The Shar 7 occurrence is located near the mouth of Redfish Creek on a branch of McNaughton Creek, in the Cassiar Mountains of northwestern British Columbia, about 144 kilometres east of the community of Atlin.
Sheared, medium to coarse grained quartz monzonite of the Lower Jurassic Simpson Peak batholith is intruded by potassium feldspar-rich phases. Quartz veins up to 3 metres wide cut these late granite intrusive rocks and contain pyrite, molybdenite and rare scheelite and chalcopyrite. Molybdenite also occurs in fractures, in intrusive rocks, with pyrite and magnetite. Mineralized veins trend east and are about 3 metres apart. The mineralized area is 500 by 500 metres, and appears to constitute a weak porphyry system. Locally, potassium feldspar alteration is crosscut by quartz veining. Propylitic (epidote, chlorite) and limonitic alteration is associated with quartz veining.

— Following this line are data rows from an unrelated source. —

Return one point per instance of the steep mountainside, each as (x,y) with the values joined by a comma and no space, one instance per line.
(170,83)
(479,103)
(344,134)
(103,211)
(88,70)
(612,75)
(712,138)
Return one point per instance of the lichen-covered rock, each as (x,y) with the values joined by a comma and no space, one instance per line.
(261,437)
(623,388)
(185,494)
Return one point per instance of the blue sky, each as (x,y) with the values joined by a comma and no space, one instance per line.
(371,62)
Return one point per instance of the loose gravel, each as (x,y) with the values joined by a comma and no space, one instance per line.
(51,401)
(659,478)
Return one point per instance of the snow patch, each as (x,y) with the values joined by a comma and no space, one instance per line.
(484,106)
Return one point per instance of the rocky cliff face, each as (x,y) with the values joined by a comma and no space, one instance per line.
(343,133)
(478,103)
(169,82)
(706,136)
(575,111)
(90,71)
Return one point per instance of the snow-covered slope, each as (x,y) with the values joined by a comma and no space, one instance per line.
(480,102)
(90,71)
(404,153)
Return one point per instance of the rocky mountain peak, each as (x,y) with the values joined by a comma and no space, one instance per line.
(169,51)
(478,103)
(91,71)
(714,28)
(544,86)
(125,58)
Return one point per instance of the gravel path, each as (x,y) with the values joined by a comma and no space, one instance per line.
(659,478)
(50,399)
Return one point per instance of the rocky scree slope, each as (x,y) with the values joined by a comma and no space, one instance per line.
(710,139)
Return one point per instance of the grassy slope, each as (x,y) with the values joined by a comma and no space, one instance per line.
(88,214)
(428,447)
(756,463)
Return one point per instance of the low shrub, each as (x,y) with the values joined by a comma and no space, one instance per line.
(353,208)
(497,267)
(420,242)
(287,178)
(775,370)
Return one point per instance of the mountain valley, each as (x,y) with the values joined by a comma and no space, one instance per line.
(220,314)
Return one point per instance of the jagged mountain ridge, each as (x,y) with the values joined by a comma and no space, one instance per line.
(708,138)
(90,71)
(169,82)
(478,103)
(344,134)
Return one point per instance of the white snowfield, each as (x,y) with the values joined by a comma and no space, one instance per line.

In 1979, the Shar 7 and 8 claims were staked to cover a stream sediment sampled during the Geological Survey of Canada Uranium Reconnaissance Program (1978) and reconnaissance mapping and geochemical sampling were conducted by Canadian Occidental Petroleum Ltd. In 1980, Canadian Occidental conducted follow-up geological and geochemical work.
In 2007, the showing was restaked as the Jen 1 property and Garnet Point Resources Corp. conducted a soil-silt geochemical survey and a total of 63 soil and 34 silt samples were collected. Fieldwork indicated the Jen 1 property and adjacent areas of interest as a potential tungsten and molybdenite property.